Companies in this industry invest capital in new business ventures. Major venture capital firms include Accel Partners, Kleiner Perkins Caufield & Byers, New Enterprise Associates, and Sequoia Capital (all based in the US), as well as Amadeus Capital Partners (UK), Globis Capital Partners (Japan), Jerusalem Venture Partners (Israel), and Nexus Venture Partners (India).
The US and China are the biggest venture hubs in the world, followed by Europe. Venture capital investments in China rose from about $17 billion in 2014 to about $49 billion in 2015, according to Ernst & Young. India and Israel are other growing markets for venture capital.
The US venture capital industry includes about 800 firms that had about $165 billion under management in 2015, according to the 2016 National Venture Capital Association Yearbook. Activity in the US venture capital industry increased for the sixth consecutive year in 2015, following the low reached in 2009. However, the activity level was still far below those seen prior to the financial crisis, according to the NVCA.

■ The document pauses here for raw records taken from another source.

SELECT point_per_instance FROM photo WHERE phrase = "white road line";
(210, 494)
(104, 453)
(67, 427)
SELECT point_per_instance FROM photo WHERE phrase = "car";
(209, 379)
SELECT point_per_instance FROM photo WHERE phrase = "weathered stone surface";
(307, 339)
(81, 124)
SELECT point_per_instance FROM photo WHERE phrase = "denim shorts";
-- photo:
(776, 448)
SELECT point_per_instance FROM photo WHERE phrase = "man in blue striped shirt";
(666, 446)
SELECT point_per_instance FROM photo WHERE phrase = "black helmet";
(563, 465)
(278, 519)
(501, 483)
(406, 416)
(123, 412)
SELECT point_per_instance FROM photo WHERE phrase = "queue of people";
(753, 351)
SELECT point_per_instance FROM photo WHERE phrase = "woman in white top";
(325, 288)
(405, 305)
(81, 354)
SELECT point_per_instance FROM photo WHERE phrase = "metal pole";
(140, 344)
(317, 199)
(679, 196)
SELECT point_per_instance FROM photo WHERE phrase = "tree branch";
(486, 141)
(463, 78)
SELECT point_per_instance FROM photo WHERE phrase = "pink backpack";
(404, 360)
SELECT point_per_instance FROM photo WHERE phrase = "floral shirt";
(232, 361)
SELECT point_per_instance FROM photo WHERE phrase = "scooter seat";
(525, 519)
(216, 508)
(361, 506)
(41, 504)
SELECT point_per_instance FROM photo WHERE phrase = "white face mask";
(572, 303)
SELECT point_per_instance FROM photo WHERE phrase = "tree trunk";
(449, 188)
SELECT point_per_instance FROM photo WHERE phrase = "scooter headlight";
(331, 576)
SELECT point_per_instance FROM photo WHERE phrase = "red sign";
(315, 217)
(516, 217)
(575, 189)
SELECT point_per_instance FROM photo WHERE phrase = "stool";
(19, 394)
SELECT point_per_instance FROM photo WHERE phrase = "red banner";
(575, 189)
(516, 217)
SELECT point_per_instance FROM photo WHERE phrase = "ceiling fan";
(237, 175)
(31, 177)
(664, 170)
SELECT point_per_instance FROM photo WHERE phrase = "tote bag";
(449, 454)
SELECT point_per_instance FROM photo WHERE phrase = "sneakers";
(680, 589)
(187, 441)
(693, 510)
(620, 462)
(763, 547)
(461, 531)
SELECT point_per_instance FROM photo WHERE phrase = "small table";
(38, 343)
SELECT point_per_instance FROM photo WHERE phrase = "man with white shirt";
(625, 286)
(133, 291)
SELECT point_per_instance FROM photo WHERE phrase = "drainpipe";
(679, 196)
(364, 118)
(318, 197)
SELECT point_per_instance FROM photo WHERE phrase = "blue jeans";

Demand is driven primarily by the pace of technological innovation and the number of companies created to commercialize new technologies. The profitability of individual companies depends on successfully choosing and managing a portfolio of investments. Large firms have advantages in attracting capital, developing expertise in multiple technology markets, and funding large deals. Small companies can compete effectively by concentrating on specific market sectors or geographic areas.